Variabel jenis ketenagaan dan/atau jabatan dinilai sebagai berikut:[5]

  1. tenaga medis, diberi nilai 150 (seratus lima puluh);
  2. tenaga apoteker atau tenaga profesi keperawatan (Ners), diberi nilai 100 (seratus);
  3. tenaga kesehatan paling rendah S1/D4, diberi nilai 80 (delapan puluh);
  4. tenaga kesehatan D3, diberi nilai 60 (enam puluh);
  5. tenaga non kesehatan paling rendah D3, atau asisten tenaga kesehatan, diberi nilai 50 (lima puluh); dan

tenaga non kesehatan di bawah D3, diberi nilai 25 (dua puluh lima

[1] Pasal 2 Peraturan Menteri Kesehatan Nomor 21 Tahun 2016 tentang Penggunaan Dana Kapitasi Jaminan Kesehatan Nasional Untuk Jasa Pelayanan Kesehatan Dan Dukungan Biaya Operasional Pada Fasilitas Kesehatan Tingkat Pertama Milik Pemerintah Daerah.

[2] Pasal 3 Ayat (2) Peraturan Menteri Kesehatan Nomor 21 Tahun 2016 tentang Penggunaan Dana Kapitasi Jaminan Kesehatan Nasional Untuk Jasa Pelayanan Kesehatan Dan Dukungan Biaya Operasional Pada Fasilitas Kesehatan Tingkat Pertama Milik Pemerintah Daerah.
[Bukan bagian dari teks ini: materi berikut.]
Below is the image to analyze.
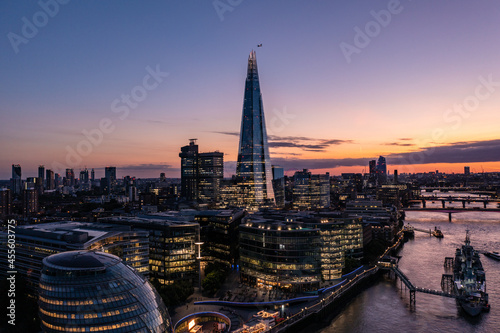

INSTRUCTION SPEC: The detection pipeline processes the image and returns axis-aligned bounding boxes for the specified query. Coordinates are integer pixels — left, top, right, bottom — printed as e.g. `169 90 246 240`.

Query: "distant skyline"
0 0 500 179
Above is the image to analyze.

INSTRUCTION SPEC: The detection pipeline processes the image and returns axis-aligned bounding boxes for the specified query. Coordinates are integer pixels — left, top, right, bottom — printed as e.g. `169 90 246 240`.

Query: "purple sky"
0 0 500 179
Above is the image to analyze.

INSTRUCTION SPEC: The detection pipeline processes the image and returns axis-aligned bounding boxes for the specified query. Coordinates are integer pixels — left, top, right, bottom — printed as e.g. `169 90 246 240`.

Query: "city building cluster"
0 51 500 332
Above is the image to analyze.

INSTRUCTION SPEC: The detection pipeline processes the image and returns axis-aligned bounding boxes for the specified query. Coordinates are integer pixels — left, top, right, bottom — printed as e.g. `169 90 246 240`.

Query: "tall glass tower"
236 50 274 204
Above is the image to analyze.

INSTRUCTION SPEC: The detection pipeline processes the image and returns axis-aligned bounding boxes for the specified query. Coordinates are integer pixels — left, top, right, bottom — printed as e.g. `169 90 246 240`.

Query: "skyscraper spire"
236 50 274 204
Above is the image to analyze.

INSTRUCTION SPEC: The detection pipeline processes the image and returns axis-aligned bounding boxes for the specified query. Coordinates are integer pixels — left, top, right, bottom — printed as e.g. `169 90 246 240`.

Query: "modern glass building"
179 139 224 202
377 156 387 184
38 251 172 333
236 51 274 205
0 221 149 291
240 219 321 292
99 217 200 284
293 169 330 210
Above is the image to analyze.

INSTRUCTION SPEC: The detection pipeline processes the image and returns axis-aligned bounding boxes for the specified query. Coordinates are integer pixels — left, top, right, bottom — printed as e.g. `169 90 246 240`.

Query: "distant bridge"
378 263 461 306
402 207 500 222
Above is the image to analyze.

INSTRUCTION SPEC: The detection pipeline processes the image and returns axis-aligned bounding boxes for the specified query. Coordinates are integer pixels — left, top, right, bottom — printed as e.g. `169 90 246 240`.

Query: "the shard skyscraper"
236 51 274 205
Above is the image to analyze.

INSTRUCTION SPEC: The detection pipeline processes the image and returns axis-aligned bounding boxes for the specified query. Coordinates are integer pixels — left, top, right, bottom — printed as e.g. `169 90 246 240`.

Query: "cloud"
272 139 500 171
383 142 415 147
212 132 354 152
94 163 181 177
211 131 240 136
387 140 500 165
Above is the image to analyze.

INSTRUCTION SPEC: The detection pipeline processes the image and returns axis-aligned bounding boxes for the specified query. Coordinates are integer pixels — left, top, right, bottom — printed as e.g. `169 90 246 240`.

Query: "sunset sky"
0 0 500 179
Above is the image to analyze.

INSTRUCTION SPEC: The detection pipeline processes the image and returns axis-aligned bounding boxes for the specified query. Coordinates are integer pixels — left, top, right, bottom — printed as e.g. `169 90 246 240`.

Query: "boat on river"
453 230 490 316
483 251 500 260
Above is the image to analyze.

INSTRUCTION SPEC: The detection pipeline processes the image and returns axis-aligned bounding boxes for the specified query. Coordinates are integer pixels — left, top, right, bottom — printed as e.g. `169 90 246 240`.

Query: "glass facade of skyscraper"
236 51 274 205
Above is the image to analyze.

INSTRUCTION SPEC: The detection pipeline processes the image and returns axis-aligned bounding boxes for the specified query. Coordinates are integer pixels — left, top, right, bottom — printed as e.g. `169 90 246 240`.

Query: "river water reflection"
314 210 500 333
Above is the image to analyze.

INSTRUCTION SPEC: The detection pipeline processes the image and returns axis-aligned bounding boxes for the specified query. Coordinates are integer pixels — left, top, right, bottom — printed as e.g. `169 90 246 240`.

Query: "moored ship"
484 251 500 260
453 230 489 316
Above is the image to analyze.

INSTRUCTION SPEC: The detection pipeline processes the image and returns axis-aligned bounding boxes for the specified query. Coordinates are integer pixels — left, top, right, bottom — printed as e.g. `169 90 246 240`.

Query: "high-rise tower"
236 51 274 204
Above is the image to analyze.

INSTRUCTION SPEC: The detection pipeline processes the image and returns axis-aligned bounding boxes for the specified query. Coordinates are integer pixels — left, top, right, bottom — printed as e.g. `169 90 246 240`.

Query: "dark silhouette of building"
236 51 275 206
23 188 38 218
45 169 55 190
272 165 285 207
377 156 387 184
0 188 12 216
179 139 198 200
293 169 330 210
179 139 224 202
38 165 45 186
64 169 75 186
368 160 377 175
10 164 23 195
104 167 116 194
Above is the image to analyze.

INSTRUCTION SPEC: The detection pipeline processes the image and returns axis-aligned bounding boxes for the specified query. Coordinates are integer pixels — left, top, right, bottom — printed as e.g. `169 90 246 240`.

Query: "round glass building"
39 251 172 333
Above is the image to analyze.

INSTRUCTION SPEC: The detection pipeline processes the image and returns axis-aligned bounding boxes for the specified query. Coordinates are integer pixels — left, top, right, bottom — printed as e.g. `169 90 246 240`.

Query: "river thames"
310 206 500 333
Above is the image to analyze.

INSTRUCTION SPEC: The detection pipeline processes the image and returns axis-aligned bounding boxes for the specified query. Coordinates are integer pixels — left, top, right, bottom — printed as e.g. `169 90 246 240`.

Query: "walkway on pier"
379 264 460 305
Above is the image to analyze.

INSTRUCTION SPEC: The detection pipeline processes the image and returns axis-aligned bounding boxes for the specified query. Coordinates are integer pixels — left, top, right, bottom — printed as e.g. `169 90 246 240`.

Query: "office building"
45 169 56 191
376 156 387 184
104 167 116 194
293 169 330 210
38 165 45 187
236 51 275 206
179 139 198 200
99 217 200 284
0 222 149 289
0 188 12 217
38 250 172 333
64 169 75 186
79 168 92 191
194 209 245 268
240 211 364 282
368 160 377 175
272 165 285 207
10 164 23 196
240 217 321 292
23 188 38 218
179 139 224 202
198 152 224 202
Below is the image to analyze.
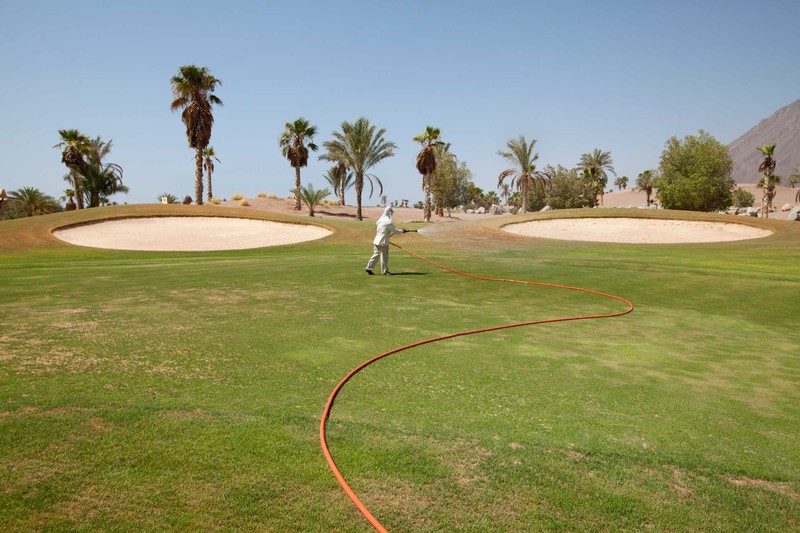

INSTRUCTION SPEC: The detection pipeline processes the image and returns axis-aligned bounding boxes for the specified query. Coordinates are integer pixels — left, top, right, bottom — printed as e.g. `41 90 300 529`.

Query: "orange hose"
319 243 633 533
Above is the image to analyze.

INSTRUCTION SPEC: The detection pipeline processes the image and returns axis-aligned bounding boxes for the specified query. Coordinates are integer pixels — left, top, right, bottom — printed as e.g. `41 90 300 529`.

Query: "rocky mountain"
728 100 800 184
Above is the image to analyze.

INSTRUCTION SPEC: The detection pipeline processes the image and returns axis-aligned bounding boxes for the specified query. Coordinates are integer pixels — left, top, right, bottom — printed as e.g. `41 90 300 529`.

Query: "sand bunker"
503 218 772 244
53 217 331 252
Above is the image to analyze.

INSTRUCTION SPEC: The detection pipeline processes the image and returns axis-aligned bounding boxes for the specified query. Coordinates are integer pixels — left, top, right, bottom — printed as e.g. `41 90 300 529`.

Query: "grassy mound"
0 205 800 531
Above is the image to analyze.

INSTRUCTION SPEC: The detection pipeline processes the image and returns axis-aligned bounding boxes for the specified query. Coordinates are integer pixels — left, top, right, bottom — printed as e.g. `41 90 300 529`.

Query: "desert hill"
728 100 800 184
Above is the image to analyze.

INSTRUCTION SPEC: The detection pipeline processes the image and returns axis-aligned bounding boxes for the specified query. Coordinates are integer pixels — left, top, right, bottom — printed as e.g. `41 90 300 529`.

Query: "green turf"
0 206 800 531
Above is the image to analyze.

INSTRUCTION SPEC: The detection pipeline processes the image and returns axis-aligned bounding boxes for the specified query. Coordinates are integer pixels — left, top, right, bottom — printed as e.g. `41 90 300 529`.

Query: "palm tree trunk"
71 170 83 209
194 146 203 205
519 180 528 213
356 175 364 220
294 167 302 211
422 174 431 222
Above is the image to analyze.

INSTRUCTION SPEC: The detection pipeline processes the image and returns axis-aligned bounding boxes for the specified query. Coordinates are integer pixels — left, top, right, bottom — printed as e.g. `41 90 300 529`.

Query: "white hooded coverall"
367 207 404 274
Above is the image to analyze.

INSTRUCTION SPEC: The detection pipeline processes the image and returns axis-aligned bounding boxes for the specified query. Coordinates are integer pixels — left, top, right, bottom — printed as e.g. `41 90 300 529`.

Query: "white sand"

[3] Pasal 4 Ayat (1) dan (2) Peraturan Menteri Kesehatan Nomor 21 Tahun 2016 tentang Penggunaan Dana Kapitasi Jaminan Kesehatan Nasional Untuk Jasa Pelayanan Kesehatan Dan Dukungan Biaya Operasional Pada Fasilitas Kesehatan Tingkat Pertama Milik Pemerintah Daerah.

[4] Pasal 4 Ayat (3) Peraturan Menteri Kesehatan Nomor 21 Tahun 2016 tentang Penggunaan Dana Kapitasi Jaminan Kesehatan Nasional Untuk Jasa Pelayanan Kesehatan Dan Dukungan Biaya Operasional Pada Fasilitas Kesehatan Tingkat Pertama Milik Pemerintah Daerah.

[5] Pasal 4 Ayat (4) Peraturan Menteri Kesehatan Nomor 21 Tahun 2016 tentang Penggunaan Dana Kapitasi Jaminan Kesehatan Nasional Untuk Jasa Pelayanan Kesehatan Dan Dukungan Biaya Operasional Pada Fasilitas Kesehatan Tingkat Pertama Milik Pemerintah Daerah.